I’m more familiar with DALL-E 2 than with Midjourney, so I’ll assume that they have the same shortcomings. If not, feel free to ignore this.
It seems like there are still some crucial details that cause problems with AI art that will prevent it from being used for many types of art that will probably soon be fixed, and that’s why I would say “on the cusp” rather than “it’s already here”.

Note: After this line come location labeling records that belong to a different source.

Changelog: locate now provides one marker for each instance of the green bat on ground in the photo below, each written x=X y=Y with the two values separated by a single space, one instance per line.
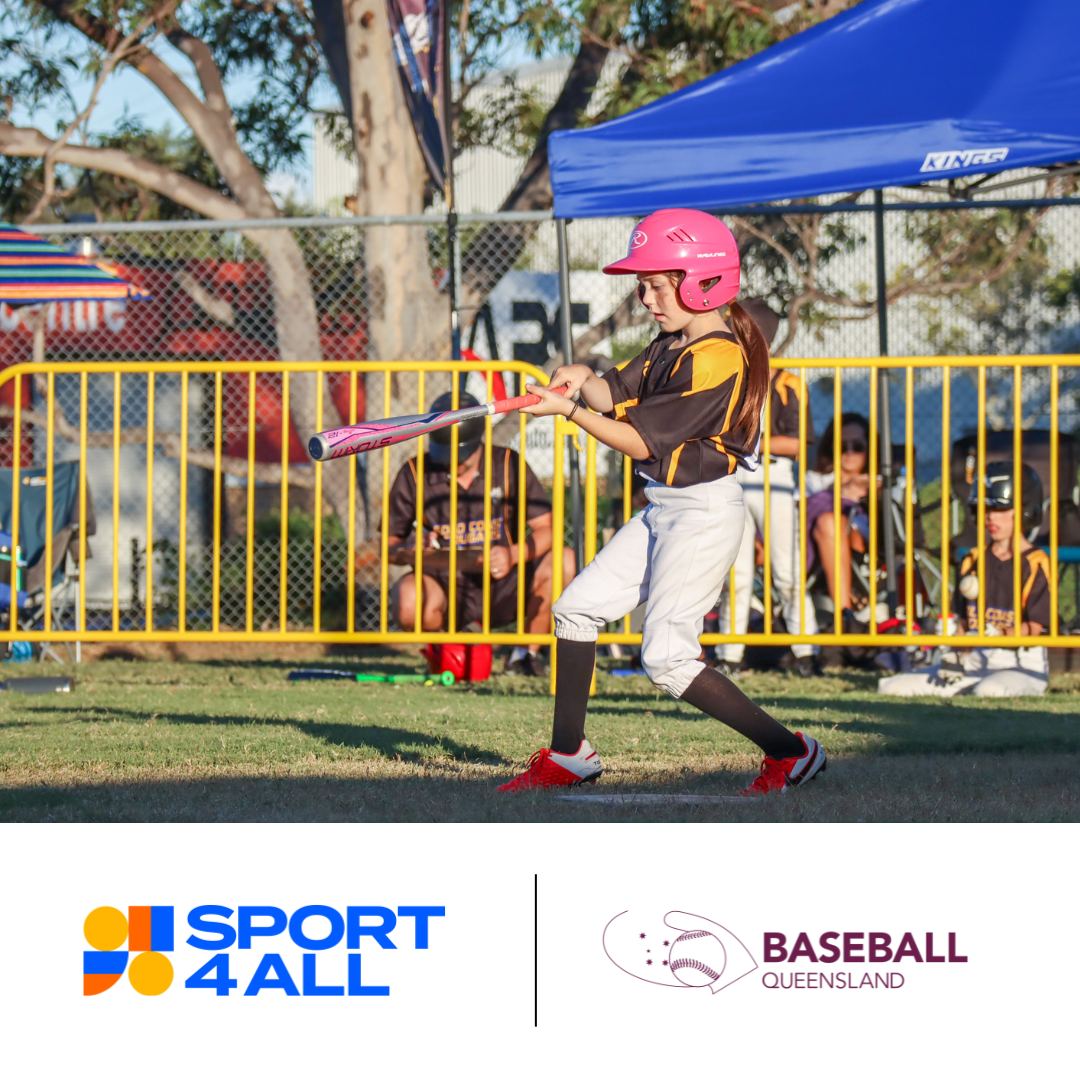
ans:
x=310 y=674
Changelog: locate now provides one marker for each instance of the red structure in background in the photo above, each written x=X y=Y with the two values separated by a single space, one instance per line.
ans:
x=173 y=325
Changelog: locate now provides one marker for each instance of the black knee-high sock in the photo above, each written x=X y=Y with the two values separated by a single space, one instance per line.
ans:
x=716 y=694
x=574 y=675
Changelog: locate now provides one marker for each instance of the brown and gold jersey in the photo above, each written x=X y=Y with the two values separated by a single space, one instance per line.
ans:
x=470 y=524
x=1034 y=591
x=684 y=402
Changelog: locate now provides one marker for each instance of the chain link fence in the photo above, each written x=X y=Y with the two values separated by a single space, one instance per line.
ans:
x=985 y=280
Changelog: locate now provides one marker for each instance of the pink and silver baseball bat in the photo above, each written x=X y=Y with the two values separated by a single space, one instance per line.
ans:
x=375 y=434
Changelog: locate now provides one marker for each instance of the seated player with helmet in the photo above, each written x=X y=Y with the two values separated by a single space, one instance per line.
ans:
x=507 y=548
x=986 y=672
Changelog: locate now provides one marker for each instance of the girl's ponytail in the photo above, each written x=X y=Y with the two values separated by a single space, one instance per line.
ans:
x=756 y=350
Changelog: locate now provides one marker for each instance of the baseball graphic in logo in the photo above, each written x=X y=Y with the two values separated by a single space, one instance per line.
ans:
x=697 y=958
x=676 y=949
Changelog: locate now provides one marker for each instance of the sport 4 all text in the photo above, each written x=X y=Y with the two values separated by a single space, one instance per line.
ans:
x=255 y=928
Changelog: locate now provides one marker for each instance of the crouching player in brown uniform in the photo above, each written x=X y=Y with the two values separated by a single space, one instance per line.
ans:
x=995 y=673
x=508 y=549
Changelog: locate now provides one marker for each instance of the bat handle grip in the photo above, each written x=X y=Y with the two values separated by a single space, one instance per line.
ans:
x=509 y=404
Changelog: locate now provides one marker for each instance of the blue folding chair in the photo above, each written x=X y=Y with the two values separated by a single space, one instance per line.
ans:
x=64 y=571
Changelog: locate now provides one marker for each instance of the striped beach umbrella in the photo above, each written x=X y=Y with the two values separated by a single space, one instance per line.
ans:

I think the biggest issue for your example with Magic cards, there’s a certain level of art style consistency between the cards in a set that is necessary. From my experience with DALL-E, that consistency isn’t possible yet. You’ll create one art piece with a prompt, but then edit the prompt slightly and it will have a rather different style. See, for example, Scott Alexander’s attempt at making stained glass: https://astralcodexten.substack.com/p/a-guide-to-asking-robots-to-design
I’m curious if you tried making a set of Magic cards (even, say, ten cards) and then asked other people into Magic to decide which ten are better, how many would choose the existing set. I would bet that they would choose the existing set because of the style consistency.
Beyond that, like you said there are some places where the AIs are just not there yet. Images with text is one, like you mentioned. Another one that seems like it would be a big problem for a Magic set is human faces, which DALL-E is notoriously bad at. Worse, it’s bad at it in ways that are rather obvious to viewers.
Both of these issues seem likely to be solved soon, but they’re not here quite yet. My use of DALL-E so far would still incline me towards paying a real artist.
I think the biggest issue for your example with Magic cards, there’s a certain level of art style consistency between the cards in a set that is necessary. From my experience with DALL-E, that consistency isn’t possible yet. You’ll create one art piece with a prompt, but then edit the prompt slightly and it will have a rather different style.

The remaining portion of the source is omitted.